Thujin is described by these authors as citron yellow microscopic prisms sparingly soluble in cold water. The alcoholic solution becomes yellow on treatment with alkalis, whereas with ferric chloride a dark green coloration is produced. When thujin is digested in alcoholic solution with dilute hydrochloric or sulphuric acid it is hydrolysed with formation of glucose and thujigenin, apparently an intermediate product, which readily takes up a molecule of water, with formation of thujetin
C20H22O12 + H2O = C14H12O7(Thujigenin.) + C6H12O6
C14H12O7 (Thujigenin.) + H2O = C14H14O8 (Thujetin.)

Thujetin, C14H14O8, forms yellow crystals, and is characterised by the fact that its alcoholic solution is coloured blue-green with ammonia, and green coloured by potassium hydroxide solution.

With lead acetate it gives a deep red precipitate. When thujetin is digested with boiling baryta water it is converted into thujetinic acid, C28H22O13, which consists of yellow microscopic needles, sparingly soluble in water, readily soluble in alcohol.

Thujigenin, C14H12O7, crystallises in fine yellow needles, soluble in alcoholic ammonia, with a blue-green coloration.

The quantity of thujin which is present in the plant is very small; thus, from 240 lbs. Rochleder and Kawalier were successful in isolating a few grams only.
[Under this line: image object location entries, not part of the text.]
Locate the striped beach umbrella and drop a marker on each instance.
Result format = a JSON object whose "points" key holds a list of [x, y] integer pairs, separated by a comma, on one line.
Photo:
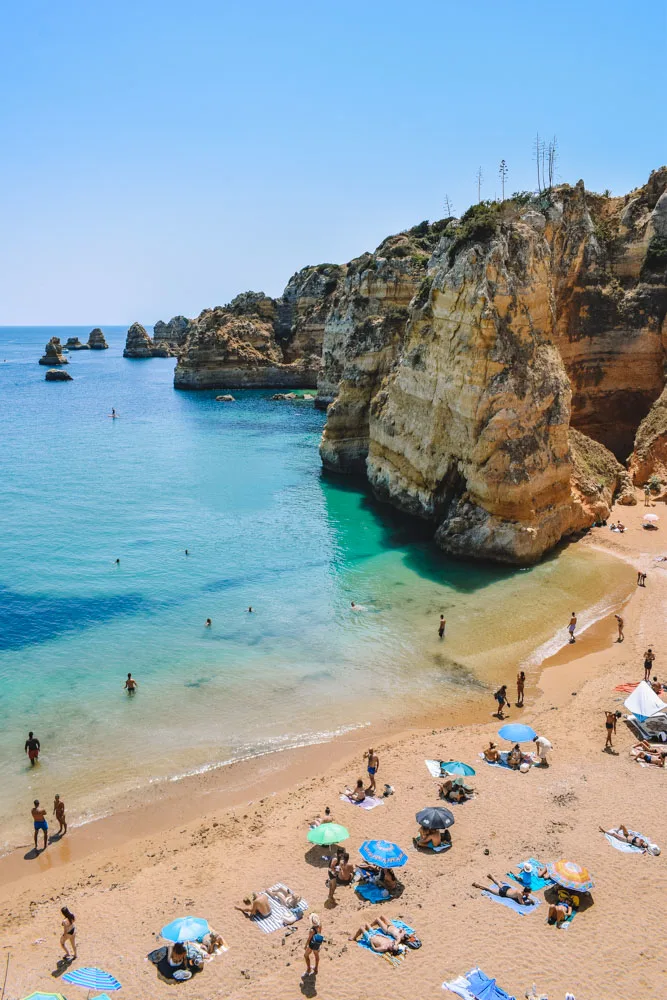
{"points": [[328, 833], [383, 853], [457, 767], [92, 979], [185, 929], [570, 875]]}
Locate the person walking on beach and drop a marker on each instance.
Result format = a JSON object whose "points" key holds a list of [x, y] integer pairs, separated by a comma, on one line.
{"points": [[313, 944], [649, 658], [501, 698], [68, 936], [619, 623], [39, 821], [610, 726], [520, 684], [32, 748], [373, 767], [59, 813]]}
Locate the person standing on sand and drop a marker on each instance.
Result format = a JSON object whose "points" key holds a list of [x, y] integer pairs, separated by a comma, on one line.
{"points": [[32, 748], [39, 821], [610, 726], [68, 936], [619, 623], [649, 658], [373, 767], [59, 813], [520, 684]]}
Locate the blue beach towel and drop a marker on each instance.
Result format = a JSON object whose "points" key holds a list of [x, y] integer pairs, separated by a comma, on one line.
{"points": [[534, 882], [512, 904]]}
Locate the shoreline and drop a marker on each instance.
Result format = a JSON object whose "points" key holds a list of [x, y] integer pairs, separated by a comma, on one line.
{"points": [[231, 784]]}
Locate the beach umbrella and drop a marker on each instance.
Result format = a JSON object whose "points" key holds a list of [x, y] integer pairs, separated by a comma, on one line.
{"points": [[45, 996], [515, 732], [456, 767], [92, 979], [186, 929], [570, 875], [435, 818], [383, 853], [327, 833]]}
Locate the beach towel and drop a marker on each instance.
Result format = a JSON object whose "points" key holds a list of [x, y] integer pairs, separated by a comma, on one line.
{"points": [[370, 802], [279, 913], [476, 984], [393, 959], [627, 848], [371, 892], [534, 882], [512, 904]]}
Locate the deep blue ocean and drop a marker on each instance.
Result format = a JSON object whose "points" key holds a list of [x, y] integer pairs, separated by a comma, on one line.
{"points": [[240, 486]]}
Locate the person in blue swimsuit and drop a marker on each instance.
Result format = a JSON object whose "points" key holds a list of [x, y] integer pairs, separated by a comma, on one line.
{"points": [[39, 820], [373, 767]]}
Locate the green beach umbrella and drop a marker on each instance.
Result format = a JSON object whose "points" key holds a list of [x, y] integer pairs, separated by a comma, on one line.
{"points": [[328, 833]]}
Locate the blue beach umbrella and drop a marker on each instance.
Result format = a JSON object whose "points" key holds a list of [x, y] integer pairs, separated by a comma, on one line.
{"points": [[383, 853], [514, 732], [92, 979], [186, 929], [456, 767]]}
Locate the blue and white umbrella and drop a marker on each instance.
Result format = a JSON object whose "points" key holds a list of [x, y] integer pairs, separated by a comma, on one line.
{"points": [[92, 979], [515, 732], [383, 853], [186, 929]]}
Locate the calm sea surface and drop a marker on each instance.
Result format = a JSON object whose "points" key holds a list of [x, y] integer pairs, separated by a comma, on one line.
{"points": [[240, 486]]}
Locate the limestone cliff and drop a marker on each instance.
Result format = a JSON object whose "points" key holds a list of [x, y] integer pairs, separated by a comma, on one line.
{"points": [[257, 342], [510, 339]]}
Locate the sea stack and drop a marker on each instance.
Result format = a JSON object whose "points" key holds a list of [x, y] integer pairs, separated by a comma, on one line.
{"points": [[139, 345], [53, 353], [97, 340]]}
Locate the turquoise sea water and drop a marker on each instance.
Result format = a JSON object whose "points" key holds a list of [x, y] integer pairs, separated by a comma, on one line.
{"points": [[240, 486]]}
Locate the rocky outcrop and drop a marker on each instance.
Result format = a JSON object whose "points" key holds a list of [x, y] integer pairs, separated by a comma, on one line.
{"points": [[649, 457], [53, 353], [139, 345], [475, 409], [97, 340], [245, 345], [174, 332]]}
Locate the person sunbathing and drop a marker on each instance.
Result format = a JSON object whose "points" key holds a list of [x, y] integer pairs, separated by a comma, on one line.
{"points": [[389, 939], [427, 837], [644, 752], [506, 891], [256, 905], [622, 833]]}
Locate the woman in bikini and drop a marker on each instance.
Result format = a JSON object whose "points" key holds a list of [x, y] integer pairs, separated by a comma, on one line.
{"points": [[506, 891], [68, 936]]}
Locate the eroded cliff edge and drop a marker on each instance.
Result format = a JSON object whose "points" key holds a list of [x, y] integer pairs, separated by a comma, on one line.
{"points": [[539, 325]]}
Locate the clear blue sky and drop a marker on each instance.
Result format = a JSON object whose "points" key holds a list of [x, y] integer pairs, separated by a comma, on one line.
{"points": [[159, 156]]}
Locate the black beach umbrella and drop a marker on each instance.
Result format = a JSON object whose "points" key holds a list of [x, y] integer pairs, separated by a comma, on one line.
{"points": [[435, 818]]}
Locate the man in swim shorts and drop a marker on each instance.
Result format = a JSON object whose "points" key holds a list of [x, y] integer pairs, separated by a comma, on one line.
{"points": [[32, 748], [373, 765], [39, 821]]}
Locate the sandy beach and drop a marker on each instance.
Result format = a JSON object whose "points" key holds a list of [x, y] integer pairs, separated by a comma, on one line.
{"points": [[214, 839]]}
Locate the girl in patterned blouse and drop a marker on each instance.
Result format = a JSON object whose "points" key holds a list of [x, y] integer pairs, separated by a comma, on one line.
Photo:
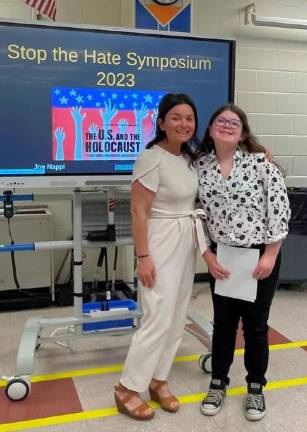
{"points": [[246, 203]]}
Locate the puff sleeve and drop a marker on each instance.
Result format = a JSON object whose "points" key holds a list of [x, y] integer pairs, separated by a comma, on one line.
{"points": [[146, 169]]}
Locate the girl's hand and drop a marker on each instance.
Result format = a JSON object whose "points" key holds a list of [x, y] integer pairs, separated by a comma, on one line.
{"points": [[217, 271], [265, 266], [146, 272]]}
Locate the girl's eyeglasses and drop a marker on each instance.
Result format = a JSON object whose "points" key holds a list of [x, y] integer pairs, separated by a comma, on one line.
{"points": [[233, 123]]}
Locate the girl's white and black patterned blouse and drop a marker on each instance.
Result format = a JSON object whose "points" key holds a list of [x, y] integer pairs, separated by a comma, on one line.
{"points": [[250, 207]]}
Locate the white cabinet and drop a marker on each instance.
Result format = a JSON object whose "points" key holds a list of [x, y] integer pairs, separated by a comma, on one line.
{"points": [[34, 268]]}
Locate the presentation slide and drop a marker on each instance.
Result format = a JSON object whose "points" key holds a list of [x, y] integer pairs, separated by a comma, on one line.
{"points": [[84, 102]]}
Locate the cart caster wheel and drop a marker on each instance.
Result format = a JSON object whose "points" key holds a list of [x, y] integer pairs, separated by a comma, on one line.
{"points": [[205, 362], [38, 344], [17, 389]]}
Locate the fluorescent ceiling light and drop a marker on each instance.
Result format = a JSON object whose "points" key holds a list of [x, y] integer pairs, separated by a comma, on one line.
{"points": [[252, 18]]}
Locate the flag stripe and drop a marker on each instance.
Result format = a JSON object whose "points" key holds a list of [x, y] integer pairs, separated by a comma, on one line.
{"points": [[45, 7]]}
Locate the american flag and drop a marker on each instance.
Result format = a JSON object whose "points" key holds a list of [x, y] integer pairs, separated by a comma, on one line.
{"points": [[45, 7]]}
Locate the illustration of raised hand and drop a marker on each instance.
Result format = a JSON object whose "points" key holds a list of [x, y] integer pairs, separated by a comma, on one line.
{"points": [[78, 119], [140, 114], [122, 125], [153, 117], [93, 130], [109, 112], [59, 136]]}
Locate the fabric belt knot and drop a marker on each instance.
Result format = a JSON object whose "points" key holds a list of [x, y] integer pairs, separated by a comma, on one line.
{"points": [[199, 237]]}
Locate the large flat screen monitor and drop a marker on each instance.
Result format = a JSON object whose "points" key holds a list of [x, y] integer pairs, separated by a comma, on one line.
{"points": [[79, 104]]}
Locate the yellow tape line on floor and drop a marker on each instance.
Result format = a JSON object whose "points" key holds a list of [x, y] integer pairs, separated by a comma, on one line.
{"points": [[118, 367], [109, 412]]}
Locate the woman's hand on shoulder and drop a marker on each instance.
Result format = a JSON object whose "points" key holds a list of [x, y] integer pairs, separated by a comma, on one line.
{"points": [[217, 271], [268, 155], [146, 271]]}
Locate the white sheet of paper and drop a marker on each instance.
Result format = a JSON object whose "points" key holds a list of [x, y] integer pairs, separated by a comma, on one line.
{"points": [[241, 262]]}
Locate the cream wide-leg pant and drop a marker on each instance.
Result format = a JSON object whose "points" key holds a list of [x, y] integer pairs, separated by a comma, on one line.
{"points": [[164, 306]]}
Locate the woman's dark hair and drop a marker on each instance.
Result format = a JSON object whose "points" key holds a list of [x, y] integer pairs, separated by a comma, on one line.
{"points": [[249, 141], [168, 102]]}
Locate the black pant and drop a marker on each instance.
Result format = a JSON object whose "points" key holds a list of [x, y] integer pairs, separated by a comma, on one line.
{"points": [[254, 316]]}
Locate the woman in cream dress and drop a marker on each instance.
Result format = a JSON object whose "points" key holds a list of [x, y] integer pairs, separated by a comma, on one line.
{"points": [[166, 230]]}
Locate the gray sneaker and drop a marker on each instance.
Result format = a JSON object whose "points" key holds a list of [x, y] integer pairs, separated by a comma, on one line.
{"points": [[254, 403], [212, 403]]}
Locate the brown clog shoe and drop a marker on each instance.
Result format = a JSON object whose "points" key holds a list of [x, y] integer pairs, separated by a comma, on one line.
{"points": [[168, 403], [140, 412]]}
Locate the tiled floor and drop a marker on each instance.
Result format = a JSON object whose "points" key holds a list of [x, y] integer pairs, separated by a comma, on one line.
{"points": [[83, 399]]}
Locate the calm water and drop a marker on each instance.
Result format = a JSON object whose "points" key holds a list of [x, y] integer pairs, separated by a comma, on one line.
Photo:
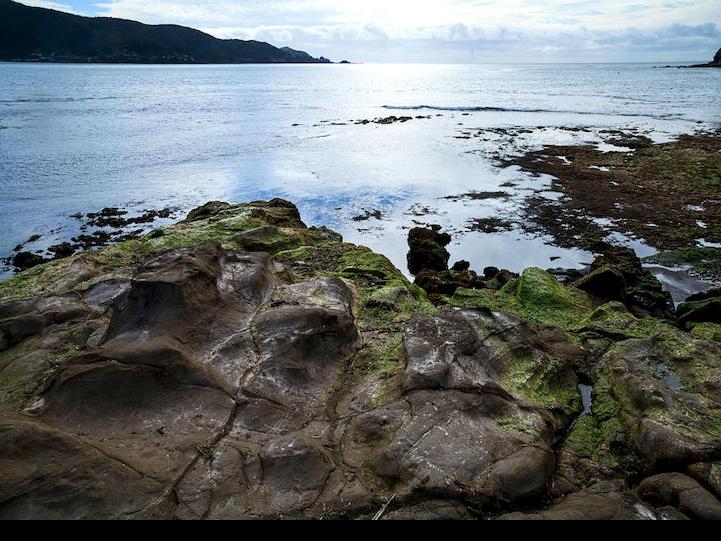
{"points": [[80, 138]]}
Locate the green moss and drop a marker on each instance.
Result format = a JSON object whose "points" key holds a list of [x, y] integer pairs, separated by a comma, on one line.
{"points": [[704, 261], [707, 331], [614, 320], [283, 231], [536, 298], [540, 382], [361, 260], [601, 436], [31, 367]]}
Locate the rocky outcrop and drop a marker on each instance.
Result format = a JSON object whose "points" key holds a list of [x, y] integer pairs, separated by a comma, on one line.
{"points": [[618, 275], [241, 365], [715, 63]]}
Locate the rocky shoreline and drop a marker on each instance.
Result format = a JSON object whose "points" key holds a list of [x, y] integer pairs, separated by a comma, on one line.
{"points": [[242, 365]]}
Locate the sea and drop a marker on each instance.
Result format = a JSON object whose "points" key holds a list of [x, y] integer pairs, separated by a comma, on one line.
{"points": [[79, 138]]}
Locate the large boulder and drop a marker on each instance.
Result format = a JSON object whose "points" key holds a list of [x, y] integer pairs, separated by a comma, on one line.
{"points": [[603, 501], [489, 398], [682, 493], [427, 250]]}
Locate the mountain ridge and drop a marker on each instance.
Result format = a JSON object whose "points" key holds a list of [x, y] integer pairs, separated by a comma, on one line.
{"points": [[33, 34]]}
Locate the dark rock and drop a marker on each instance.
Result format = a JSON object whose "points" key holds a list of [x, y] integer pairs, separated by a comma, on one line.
{"points": [[62, 250], [26, 260], [603, 501], [706, 309], [207, 210], [461, 266], [642, 292], [48, 474], [605, 282], [367, 215], [427, 250], [682, 493]]}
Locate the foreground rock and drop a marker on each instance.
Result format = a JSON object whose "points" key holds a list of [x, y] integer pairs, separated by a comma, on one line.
{"points": [[242, 365]]}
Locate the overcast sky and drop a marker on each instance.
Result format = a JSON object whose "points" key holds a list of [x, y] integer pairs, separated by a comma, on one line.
{"points": [[445, 30]]}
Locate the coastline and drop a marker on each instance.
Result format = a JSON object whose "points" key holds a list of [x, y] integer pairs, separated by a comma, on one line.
{"points": [[312, 355]]}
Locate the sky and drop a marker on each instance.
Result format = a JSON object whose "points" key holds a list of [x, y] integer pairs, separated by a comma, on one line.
{"points": [[445, 31]]}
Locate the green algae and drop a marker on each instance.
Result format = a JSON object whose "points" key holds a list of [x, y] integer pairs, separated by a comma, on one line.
{"points": [[540, 382], [704, 261], [536, 298], [707, 331]]}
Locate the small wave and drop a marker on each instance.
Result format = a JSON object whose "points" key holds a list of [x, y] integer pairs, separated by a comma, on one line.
{"points": [[58, 100], [474, 109]]}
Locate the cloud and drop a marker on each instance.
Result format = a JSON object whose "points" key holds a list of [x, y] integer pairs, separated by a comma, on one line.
{"points": [[50, 5], [452, 30]]}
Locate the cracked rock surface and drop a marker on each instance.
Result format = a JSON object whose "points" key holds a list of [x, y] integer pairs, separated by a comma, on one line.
{"points": [[240, 365]]}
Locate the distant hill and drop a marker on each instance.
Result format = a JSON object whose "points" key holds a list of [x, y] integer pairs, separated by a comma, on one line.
{"points": [[30, 34], [715, 63]]}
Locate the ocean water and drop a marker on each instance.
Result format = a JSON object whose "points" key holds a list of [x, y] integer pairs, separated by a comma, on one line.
{"points": [[77, 138]]}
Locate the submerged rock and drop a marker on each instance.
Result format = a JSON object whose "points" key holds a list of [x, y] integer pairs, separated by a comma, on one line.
{"points": [[240, 365], [427, 250]]}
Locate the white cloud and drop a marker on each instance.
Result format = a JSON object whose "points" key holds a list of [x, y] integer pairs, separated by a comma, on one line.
{"points": [[451, 30], [50, 5]]}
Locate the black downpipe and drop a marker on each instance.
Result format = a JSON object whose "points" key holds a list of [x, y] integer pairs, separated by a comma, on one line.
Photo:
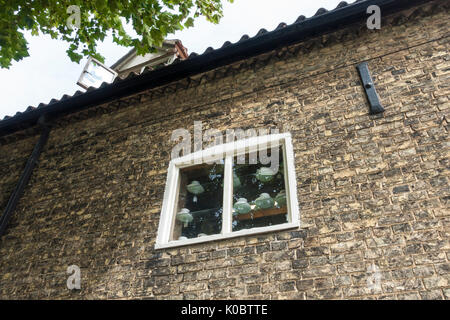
{"points": [[25, 177]]}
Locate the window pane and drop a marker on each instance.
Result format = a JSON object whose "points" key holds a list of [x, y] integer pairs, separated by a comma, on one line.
{"points": [[259, 196], [200, 202]]}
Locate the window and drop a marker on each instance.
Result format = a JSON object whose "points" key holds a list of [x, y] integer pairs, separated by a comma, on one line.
{"points": [[239, 188]]}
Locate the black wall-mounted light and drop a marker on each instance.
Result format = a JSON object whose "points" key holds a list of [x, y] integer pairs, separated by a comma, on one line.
{"points": [[369, 87]]}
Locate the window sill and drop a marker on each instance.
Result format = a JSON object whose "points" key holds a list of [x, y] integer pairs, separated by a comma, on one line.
{"points": [[216, 237]]}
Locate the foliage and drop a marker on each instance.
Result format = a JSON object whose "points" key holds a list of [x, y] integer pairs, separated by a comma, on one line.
{"points": [[152, 20]]}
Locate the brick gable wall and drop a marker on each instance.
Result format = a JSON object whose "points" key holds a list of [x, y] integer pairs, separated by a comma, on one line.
{"points": [[373, 190]]}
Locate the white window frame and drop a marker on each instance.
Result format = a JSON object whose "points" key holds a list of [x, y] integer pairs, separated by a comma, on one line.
{"points": [[227, 152]]}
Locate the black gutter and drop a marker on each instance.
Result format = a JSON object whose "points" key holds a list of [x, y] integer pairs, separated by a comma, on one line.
{"points": [[297, 32], [25, 177]]}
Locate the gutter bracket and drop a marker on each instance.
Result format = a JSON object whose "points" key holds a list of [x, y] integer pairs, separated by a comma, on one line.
{"points": [[369, 87]]}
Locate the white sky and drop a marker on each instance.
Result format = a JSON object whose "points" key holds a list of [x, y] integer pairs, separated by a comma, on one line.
{"points": [[49, 73]]}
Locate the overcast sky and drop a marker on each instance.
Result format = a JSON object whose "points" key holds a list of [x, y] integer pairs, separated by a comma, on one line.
{"points": [[48, 72]]}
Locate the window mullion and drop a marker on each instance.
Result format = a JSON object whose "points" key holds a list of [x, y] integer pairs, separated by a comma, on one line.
{"points": [[227, 195]]}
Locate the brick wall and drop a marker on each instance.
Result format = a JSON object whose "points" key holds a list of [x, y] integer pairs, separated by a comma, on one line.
{"points": [[373, 190]]}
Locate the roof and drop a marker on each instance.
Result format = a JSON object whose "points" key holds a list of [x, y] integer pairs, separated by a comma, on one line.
{"points": [[302, 29]]}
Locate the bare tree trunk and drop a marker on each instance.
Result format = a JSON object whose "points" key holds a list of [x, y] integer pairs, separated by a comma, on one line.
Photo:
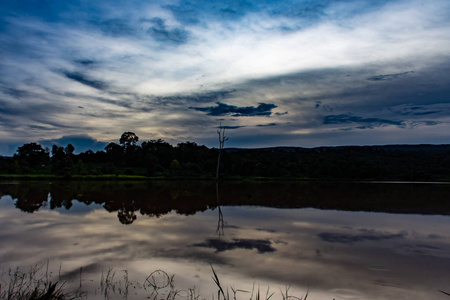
{"points": [[222, 139]]}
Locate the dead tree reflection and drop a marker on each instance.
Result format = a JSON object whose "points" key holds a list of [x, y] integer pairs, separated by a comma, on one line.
{"points": [[220, 223]]}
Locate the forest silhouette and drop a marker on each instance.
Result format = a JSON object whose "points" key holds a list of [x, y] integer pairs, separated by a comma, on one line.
{"points": [[157, 158]]}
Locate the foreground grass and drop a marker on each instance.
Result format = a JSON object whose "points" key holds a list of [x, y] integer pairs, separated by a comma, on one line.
{"points": [[36, 284]]}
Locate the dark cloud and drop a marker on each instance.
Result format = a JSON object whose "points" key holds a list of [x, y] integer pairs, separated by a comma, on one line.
{"points": [[372, 122], [83, 79], [421, 110], [267, 125], [204, 97], [222, 109], [230, 127], [162, 33], [367, 235], [388, 76], [263, 246]]}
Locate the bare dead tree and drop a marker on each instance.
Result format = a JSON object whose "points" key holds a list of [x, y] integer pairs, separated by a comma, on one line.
{"points": [[222, 139]]}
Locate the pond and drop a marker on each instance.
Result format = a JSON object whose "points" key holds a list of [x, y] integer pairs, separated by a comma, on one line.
{"points": [[336, 240]]}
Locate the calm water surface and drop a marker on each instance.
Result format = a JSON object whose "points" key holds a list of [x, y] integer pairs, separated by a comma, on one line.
{"points": [[340, 240]]}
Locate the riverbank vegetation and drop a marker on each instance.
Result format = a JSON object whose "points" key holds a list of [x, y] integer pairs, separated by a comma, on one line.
{"points": [[158, 159], [35, 284]]}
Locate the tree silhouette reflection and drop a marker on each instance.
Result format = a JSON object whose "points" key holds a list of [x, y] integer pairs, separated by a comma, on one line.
{"points": [[156, 199]]}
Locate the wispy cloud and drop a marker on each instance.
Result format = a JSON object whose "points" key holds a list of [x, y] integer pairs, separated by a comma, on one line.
{"points": [[222, 109], [170, 70], [388, 76], [345, 119]]}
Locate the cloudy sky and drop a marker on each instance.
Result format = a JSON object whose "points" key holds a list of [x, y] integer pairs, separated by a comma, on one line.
{"points": [[275, 73]]}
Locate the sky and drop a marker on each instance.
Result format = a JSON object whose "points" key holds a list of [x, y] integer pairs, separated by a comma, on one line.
{"points": [[273, 73]]}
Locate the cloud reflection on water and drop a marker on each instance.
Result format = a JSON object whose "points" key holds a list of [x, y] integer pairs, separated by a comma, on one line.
{"points": [[335, 253]]}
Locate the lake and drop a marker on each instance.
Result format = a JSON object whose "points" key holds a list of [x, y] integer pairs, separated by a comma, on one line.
{"points": [[125, 240]]}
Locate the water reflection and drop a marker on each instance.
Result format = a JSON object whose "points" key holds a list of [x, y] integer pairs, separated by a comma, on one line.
{"points": [[155, 199], [344, 252]]}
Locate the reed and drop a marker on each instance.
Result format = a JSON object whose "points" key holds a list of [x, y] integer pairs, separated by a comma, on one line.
{"points": [[36, 284]]}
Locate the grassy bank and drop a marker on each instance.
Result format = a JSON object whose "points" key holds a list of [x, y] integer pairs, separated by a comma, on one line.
{"points": [[36, 284]]}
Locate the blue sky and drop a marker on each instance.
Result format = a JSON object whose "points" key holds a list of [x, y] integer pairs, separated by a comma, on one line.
{"points": [[275, 73]]}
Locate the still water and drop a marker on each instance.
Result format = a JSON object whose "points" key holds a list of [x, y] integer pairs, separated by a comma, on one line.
{"points": [[337, 240]]}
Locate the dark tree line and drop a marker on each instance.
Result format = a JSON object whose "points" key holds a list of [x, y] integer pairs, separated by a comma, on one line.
{"points": [[158, 158]]}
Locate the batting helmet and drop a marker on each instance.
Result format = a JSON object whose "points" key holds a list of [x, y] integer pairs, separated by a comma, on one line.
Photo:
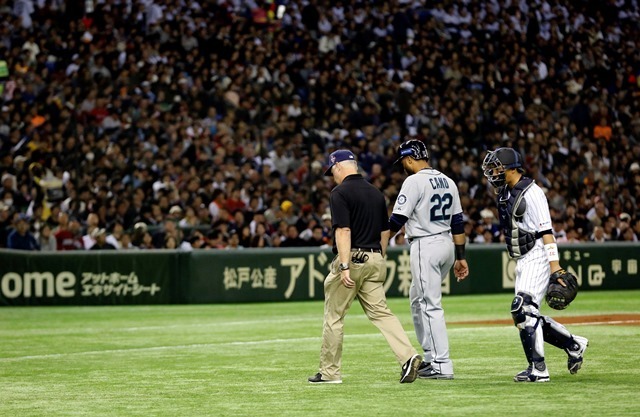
{"points": [[496, 162], [414, 148]]}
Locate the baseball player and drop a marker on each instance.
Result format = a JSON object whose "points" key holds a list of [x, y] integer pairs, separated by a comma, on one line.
{"points": [[429, 208], [526, 224]]}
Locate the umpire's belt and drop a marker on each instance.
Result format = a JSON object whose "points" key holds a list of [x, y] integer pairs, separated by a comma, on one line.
{"points": [[366, 250], [444, 233]]}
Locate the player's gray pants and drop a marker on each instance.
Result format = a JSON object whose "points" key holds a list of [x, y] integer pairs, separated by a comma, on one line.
{"points": [[431, 259]]}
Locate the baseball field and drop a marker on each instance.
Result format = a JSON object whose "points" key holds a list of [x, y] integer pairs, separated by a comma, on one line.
{"points": [[254, 359]]}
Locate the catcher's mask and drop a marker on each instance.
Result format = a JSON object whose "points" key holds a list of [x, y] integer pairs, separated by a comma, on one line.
{"points": [[414, 148], [497, 162]]}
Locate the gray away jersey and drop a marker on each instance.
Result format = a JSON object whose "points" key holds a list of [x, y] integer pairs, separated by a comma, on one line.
{"points": [[428, 199]]}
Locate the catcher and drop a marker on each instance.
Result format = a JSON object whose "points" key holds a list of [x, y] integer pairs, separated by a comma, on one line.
{"points": [[526, 224]]}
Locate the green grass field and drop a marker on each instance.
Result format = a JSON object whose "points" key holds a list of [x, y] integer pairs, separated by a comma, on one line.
{"points": [[254, 359]]}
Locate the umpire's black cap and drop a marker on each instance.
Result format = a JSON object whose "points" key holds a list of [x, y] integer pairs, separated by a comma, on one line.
{"points": [[414, 148]]}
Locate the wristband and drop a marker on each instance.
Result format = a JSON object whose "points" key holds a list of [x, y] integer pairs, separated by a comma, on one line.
{"points": [[552, 252]]}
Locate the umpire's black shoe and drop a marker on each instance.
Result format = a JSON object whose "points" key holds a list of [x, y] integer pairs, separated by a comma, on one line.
{"points": [[317, 379], [409, 371], [531, 374], [430, 373]]}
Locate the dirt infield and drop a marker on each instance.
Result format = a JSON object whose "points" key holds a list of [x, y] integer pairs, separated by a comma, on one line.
{"points": [[611, 319]]}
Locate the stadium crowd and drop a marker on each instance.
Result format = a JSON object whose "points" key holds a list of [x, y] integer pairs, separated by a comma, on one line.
{"points": [[186, 124]]}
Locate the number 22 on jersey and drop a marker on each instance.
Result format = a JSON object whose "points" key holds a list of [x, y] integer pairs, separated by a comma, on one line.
{"points": [[440, 206]]}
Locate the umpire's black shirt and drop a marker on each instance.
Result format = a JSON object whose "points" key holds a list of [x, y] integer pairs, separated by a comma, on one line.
{"points": [[361, 207]]}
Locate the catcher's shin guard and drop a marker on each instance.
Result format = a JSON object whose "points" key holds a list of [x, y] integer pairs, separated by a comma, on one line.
{"points": [[527, 319], [555, 333]]}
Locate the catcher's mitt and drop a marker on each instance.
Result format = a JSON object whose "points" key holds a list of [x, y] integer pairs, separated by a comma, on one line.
{"points": [[559, 296]]}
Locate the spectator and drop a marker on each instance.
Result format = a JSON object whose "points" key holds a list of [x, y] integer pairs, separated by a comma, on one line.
{"points": [[21, 237], [100, 237], [598, 235], [178, 124], [46, 239], [292, 238]]}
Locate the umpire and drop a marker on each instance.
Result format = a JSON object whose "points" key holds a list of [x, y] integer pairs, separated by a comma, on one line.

Perkin (Chem. Soc. Trans., 1914, 105, 1408), who re-examined this subject and employed methods almost identical with those of Rochleder and Kawalier, found that the glucoside corresponding to thujin possessed the formula C21H20O11, melted at 183-185°, and when hydrolysed gave rhamnose and quercetin and was identical with the quercitrln of quercitron bark. The plant also contained a small amount of quercetin, and this also, prepared by the hydrolysis of the glucoside which evidently corresponds to the thujetin of Rochleder and Kawalier, dissolved in alkaline solutions with a pale green tint, but failed to give the blue-green coloration with ammonia described by these authors. During a preliminary investigation of this plant (Chem. Soc. Trans., 1899, 75, 829), the sample then examined gave a trace of yellow colouring matter soluble in alkalis with a strong green coloration, the acetyl compound of which after frequent recrystallisation melted at 205-206°. It thus seems probable that the thujin of Rochleder and Kawalier consisted of quercitrin contaminated with a second glucoside, possibly that of myricetin. The quantity of this latter present in the plant may possibly vary according to its environment or with the season of the year.